Lightproof layer 7 is made by screen-printing the paste containing
black pigment, or by forming the black pigment on the entire
surface of the glass substrate, and then patterning the pigment
with the photolithography method before the paste is fired.
[0056] Next, paint the dielectric paste onto front glass substrate
3 with a die-coating method such that the paste can cover scan
electrodes 4, sustain electrodes 5, and lightproof layer 7, thereby
forming a dielectric paste layer (dielectric material layer, not
shown). Then fire and harden the dielectric paste layer for forming
dielectric layer 8 which covers scan electrodes 4, sustain
electrodes 5 and lightproof layer 7. The dielectric paste is a kind
of paint containing binder, solvent, and dielectric material such
as glass powder.
[0057] Next, form protective layer 9 made of magnesium oxide (MgO)
on dielectric layer 8 with the vacuum deposition method. The
foregoing steps allow forming predetermined structural elements
(scan electrodes 4, sustain electrodes 5, lightproof layer 7,
dielectric layer 8 and primary film 91), except aggregated particle
92, on front glass substrate 3.
[0058] The steps for manufacturing protective layer 9 of PDP 1 are
demonstrated hereinafter with reference to FIG. 3. As shown in FIG.
3, step A1 is done for forming dielectric layer 8, and then step A2
is done for depositing primary film 91 chiefly made of MgO on
dielectric layer 8 with a vacuum deposition method by using
sintered body of MgO containing some aluminum (Al).
[0059] Then attach discretely multiple aggregated particles 92 onto
primary film 91 (step A3), which is formed in step A2 for
depositing the primary film. Particle 92 is to be metal oxide
particles and is formed by aggregating crystal particles of MgO. In
this step A3, prepare the paste by mixing aggregated particles 92
with organic resin component into diluting agent, and then, apply
this paste onto primary film 91 with a screen printing method for
forming the metal oxide film.
[0060] The metal oxide paste is detailed later. Instead of the
screen printing method, a spraying method, spin-coating method,
die-coating method, or slit-coating method can be used for painting
this paste on primary film 91 to form the paste film.

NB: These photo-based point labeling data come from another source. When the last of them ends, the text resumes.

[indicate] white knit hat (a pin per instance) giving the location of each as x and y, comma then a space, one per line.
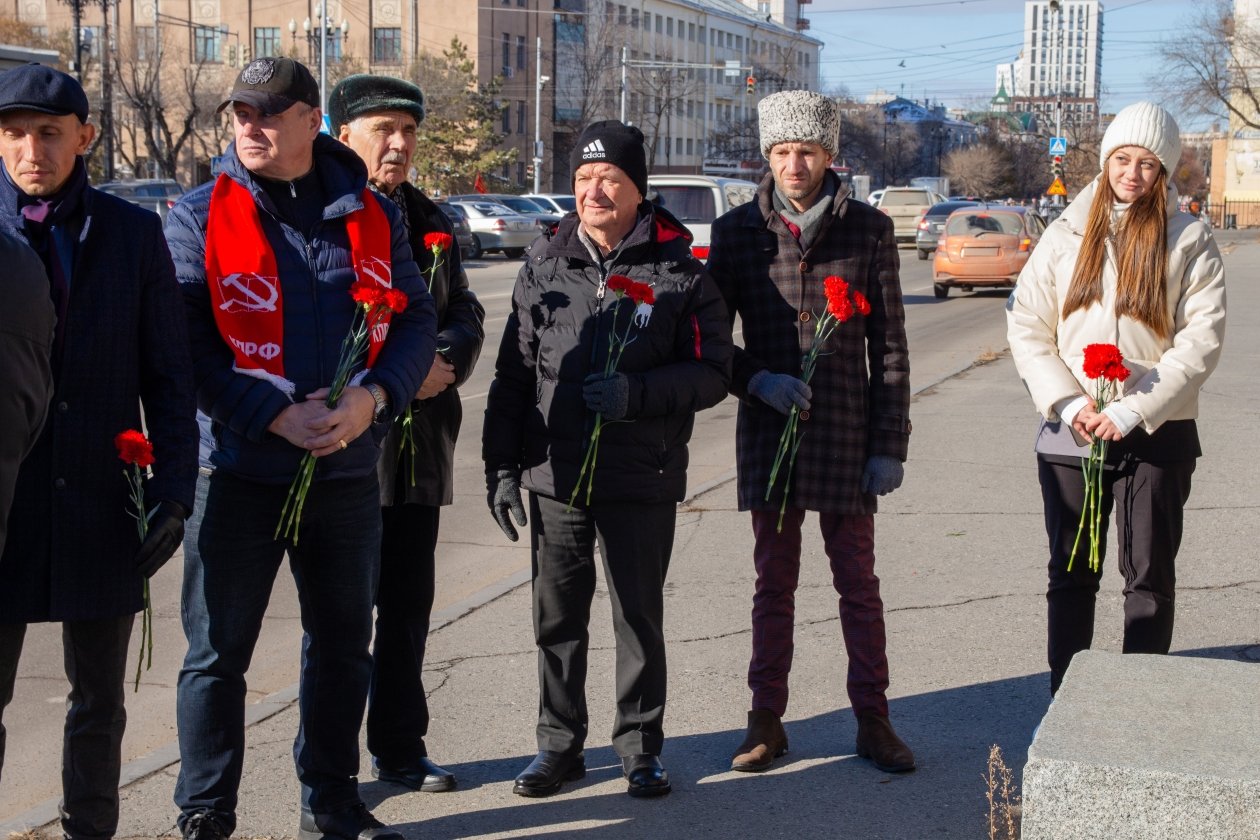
1147, 125
799, 116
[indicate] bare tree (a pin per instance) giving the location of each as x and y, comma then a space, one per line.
1210, 64
975, 170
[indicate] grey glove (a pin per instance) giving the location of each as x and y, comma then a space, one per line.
503, 494
780, 391
882, 475
609, 396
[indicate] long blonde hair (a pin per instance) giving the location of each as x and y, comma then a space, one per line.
1140, 256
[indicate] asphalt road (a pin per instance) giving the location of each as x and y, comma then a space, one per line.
945, 336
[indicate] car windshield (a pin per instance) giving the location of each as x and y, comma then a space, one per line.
970, 224
904, 198
688, 203
522, 204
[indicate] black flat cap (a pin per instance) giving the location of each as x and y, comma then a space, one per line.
362, 93
274, 86
38, 87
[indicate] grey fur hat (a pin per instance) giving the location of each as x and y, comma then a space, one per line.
799, 116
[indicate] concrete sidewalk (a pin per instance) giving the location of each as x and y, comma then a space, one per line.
962, 557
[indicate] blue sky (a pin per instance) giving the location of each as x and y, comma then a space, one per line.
950, 47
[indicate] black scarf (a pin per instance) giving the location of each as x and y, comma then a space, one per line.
38, 217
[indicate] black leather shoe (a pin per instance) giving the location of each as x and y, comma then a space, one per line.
645, 775
421, 775
548, 772
350, 824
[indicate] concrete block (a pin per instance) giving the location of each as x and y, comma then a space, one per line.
1147, 748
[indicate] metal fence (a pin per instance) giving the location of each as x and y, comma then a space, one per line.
1235, 214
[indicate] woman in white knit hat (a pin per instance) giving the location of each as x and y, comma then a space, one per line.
1122, 266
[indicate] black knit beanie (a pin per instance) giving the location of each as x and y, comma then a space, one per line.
611, 141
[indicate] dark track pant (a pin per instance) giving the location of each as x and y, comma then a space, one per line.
397, 709
1149, 501
96, 665
635, 542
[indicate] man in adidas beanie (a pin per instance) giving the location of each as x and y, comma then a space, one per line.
618, 263
801, 229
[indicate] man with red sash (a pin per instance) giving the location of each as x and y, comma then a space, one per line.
266, 256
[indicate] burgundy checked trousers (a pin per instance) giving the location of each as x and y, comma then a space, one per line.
849, 545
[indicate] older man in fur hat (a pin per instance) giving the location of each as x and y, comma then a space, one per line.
770, 258
377, 116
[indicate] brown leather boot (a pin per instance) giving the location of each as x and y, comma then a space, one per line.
881, 744
764, 742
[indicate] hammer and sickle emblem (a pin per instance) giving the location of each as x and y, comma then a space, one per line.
248, 292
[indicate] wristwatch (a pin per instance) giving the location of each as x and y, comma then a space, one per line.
379, 398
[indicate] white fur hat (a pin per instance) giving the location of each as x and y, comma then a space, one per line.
799, 116
1147, 125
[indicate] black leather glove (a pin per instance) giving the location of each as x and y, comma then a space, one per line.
165, 534
780, 391
503, 494
609, 396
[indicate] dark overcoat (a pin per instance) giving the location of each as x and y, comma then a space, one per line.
72, 542
435, 421
861, 387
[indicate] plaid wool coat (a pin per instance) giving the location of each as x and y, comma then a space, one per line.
861, 387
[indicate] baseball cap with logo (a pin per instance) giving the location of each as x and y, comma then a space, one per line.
274, 86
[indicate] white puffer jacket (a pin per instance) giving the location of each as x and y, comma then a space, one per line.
1167, 373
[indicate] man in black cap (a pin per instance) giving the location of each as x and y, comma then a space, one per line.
621, 266
377, 117
72, 552
266, 256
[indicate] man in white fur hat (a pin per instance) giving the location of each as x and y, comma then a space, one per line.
770, 258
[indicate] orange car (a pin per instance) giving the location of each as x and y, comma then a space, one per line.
984, 246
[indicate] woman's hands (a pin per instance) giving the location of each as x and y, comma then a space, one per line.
1089, 421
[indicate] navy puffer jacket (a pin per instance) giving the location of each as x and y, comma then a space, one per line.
315, 275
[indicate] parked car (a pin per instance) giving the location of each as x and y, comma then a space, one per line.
556, 202
497, 227
153, 194
933, 222
542, 215
905, 205
696, 200
463, 231
984, 246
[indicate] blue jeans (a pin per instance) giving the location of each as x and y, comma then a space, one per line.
231, 559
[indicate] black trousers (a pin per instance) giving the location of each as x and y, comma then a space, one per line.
1149, 500
397, 709
96, 665
635, 542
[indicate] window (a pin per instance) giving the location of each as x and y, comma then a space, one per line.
386, 45
206, 44
146, 43
266, 42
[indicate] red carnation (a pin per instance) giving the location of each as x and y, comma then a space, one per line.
838, 302
1105, 362
437, 241
134, 447
395, 300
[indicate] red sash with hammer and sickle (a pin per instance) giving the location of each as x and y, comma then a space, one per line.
245, 282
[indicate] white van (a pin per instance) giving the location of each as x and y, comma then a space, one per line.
696, 200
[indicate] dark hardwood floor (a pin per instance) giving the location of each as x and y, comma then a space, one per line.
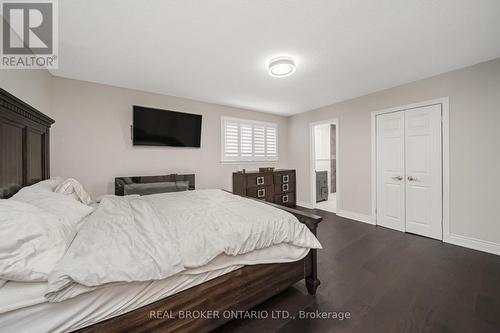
390, 282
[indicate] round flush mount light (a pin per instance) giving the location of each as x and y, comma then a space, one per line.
281, 66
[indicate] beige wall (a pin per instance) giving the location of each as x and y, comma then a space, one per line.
32, 86
474, 95
90, 140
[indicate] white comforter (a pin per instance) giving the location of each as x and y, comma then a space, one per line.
156, 236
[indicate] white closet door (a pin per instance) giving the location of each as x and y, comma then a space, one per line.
424, 171
390, 171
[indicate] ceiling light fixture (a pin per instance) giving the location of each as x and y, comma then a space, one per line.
281, 66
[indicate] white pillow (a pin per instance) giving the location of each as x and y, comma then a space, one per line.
64, 207
47, 185
32, 241
72, 188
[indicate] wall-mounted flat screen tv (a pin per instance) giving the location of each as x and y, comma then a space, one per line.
155, 127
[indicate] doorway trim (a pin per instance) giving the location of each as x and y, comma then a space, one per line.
445, 119
312, 160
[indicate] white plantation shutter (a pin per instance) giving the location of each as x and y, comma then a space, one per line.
248, 140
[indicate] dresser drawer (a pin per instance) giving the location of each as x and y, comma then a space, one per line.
261, 192
284, 188
287, 199
259, 179
284, 177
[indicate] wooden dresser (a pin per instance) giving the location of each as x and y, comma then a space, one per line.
276, 186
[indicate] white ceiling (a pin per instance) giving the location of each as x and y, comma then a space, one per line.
216, 50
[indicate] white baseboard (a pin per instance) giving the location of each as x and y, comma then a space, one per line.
473, 243
305, 204
356, 216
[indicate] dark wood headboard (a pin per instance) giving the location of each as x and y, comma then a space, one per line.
121, 181
24, 145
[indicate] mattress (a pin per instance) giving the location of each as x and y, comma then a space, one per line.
24, 308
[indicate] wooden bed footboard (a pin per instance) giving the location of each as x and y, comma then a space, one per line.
219, 298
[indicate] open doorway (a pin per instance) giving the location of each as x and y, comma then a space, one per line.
324, 145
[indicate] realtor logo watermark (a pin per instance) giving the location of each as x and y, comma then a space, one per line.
29, 34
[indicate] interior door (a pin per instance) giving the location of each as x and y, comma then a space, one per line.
390, 170
423, 160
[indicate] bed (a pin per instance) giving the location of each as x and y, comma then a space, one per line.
232, 283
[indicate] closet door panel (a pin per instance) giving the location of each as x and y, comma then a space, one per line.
390, 171
423, 171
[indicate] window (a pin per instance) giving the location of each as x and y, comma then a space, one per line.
248, 140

[0061] The metal oxide paste film undergoes drying step A4. Then
primary film 91 formed in step A2 and the paste film having
undergone drying step A4 are fired together at several hundreds
.degree. C. in firing step A5. In step A5, solvent and resin
component remaining in the paste film are removed, so that
protective layer 9, of which primary film 91 is attached with
multiple aggregated particles 92, is completed.
[0062] Step A3 for forming the film of metal oxide paste, step A4
for drying, and step A5 for firing are the steps for forming the
particles of the metal oxide.
[0063] In the foregoing discussion, primary film 91 chiefly made of
MgO is used; however, film 91 must withstand intensive sputtering
because it should protect dielectric layer 9 from ion-impact, so
that it is not necessarily to have high electric charge retention
capability or high electron emission capability.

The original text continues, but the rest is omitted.